Do any compilers transfer effective type through memcpy/memmove

Asked 1/12, 2015 at 1:34 Answered 8/9, 2016 at 23:28

c language-lawyer memcpy strict-aliasing

According to N1570 6.5/6:

If a value is copied into an object having no declared type using memcpy or memmove, or is copied as an array of character type, then the effective type of the modified object for that access and for subsequent accesses that do not modify the value is the effective type of the object from which the value is copied, if it has one.
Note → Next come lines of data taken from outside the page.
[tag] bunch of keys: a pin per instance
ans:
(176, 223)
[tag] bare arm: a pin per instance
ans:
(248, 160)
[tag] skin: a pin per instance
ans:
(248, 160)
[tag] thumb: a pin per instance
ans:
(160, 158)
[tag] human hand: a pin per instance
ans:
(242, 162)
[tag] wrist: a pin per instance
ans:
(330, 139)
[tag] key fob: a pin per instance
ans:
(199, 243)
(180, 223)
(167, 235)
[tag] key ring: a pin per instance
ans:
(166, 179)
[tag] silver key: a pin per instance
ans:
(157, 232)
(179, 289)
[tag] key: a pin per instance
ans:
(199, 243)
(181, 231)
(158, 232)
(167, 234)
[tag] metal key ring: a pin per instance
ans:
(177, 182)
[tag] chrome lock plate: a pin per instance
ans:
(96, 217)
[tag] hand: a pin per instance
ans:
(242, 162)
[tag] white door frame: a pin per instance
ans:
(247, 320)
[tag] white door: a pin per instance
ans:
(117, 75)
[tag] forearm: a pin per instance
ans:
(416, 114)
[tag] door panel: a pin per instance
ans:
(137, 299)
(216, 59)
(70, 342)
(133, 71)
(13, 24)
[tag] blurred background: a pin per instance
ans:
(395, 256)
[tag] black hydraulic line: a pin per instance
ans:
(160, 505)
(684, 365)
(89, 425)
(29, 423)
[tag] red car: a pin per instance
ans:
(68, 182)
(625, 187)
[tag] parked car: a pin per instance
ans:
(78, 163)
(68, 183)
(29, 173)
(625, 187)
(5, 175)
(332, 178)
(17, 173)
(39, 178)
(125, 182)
That would suggest that even on a system where "long" and some other integer type have the same representation, the following would invoke Undefined Behavior:

#if ~0UL == ~0U
  #define long_equiv int
#elif ~0UL == ~0ULL
  #define long_equiv long long
#else
#error Oops
#endif
long blah(void)
{
  long l;
  long_equiv l2;
  long_equiv *p = malloc(sizeof (long));
  l = 1234;
  memcpy(p, &l, sizeof (long));
  l2 = *p;
  free(p); // Added to address complaint about leak
  return l2;
}

since the data pointed to by l clearly has effective type long and the object pointed to by p has no declared type, the memcpy should set the effective type of the storage to long. Since reading use of an lvalue of type long_equiv to read an object with effective type of long is not allowed, the code would invoke Undefined Behavior.
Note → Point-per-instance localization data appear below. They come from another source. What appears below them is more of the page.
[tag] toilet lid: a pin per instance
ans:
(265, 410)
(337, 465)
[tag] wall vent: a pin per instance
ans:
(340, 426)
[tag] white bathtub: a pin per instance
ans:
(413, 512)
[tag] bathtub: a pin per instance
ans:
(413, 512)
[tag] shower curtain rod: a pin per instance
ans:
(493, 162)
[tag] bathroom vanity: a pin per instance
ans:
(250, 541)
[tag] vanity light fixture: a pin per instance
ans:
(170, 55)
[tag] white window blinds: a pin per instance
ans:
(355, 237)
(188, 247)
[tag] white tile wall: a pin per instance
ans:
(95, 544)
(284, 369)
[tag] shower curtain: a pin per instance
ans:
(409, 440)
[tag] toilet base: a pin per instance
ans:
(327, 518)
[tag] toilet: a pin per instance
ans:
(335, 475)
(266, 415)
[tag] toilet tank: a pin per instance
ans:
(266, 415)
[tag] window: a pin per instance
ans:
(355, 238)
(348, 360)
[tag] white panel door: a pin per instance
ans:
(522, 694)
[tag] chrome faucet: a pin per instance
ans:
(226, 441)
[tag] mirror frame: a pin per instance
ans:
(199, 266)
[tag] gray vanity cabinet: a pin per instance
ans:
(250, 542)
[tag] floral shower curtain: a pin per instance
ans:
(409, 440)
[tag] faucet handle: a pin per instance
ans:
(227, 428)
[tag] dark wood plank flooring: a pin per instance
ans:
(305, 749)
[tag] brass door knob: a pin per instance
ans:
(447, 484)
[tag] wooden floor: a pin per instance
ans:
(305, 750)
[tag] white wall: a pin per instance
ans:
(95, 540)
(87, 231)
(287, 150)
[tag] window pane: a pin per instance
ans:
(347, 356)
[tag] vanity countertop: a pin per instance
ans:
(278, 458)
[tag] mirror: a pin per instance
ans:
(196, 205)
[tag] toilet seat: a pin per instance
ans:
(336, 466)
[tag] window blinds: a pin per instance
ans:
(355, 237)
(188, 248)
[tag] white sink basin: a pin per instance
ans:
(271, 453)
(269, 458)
Given that prior to C99 memcpy was one of the standard ways to copy data of one type to storage of another type, the new rules about memcpy cause a lot of existing code to invoke Undefined Behavior. If the rule had instead been that using memcpy to write to allocated storage leaves the destination without any effective type, the behavior would be defined.
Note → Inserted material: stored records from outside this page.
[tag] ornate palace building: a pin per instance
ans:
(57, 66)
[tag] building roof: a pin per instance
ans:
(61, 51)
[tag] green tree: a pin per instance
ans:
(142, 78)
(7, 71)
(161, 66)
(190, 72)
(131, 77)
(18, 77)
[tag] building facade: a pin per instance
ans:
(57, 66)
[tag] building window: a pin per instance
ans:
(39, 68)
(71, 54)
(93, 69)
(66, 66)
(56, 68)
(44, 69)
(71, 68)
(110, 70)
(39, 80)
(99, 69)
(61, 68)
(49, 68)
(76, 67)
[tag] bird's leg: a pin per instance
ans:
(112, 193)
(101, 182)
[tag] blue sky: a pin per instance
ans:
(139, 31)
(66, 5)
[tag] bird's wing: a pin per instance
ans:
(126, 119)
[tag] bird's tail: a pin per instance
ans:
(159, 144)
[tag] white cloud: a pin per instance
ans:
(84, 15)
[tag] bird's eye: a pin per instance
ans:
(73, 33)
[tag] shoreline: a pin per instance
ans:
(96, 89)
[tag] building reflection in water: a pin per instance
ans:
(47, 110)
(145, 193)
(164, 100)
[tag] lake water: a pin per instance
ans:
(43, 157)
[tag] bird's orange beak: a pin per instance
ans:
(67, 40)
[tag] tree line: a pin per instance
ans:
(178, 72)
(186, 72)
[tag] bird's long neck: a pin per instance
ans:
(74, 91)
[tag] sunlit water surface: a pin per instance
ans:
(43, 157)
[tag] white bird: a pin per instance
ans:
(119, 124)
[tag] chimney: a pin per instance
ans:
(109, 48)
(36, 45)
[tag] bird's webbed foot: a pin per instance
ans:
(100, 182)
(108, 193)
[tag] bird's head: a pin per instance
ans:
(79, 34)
Are there any compilers which do not behave as though memcpy leaves the effective type of the destination unset when used to copy information to allocated storage, or should use of memcpy for purposes of data translation be considered "safe"? If some compilers do apply effective type of the source to the destination, what would be the proper way of copying data in type-agnostic fashion? What is meant by "copied as an array of character type"?

Airworthy answered 1/12, 2015 at 1:34 Comment(17)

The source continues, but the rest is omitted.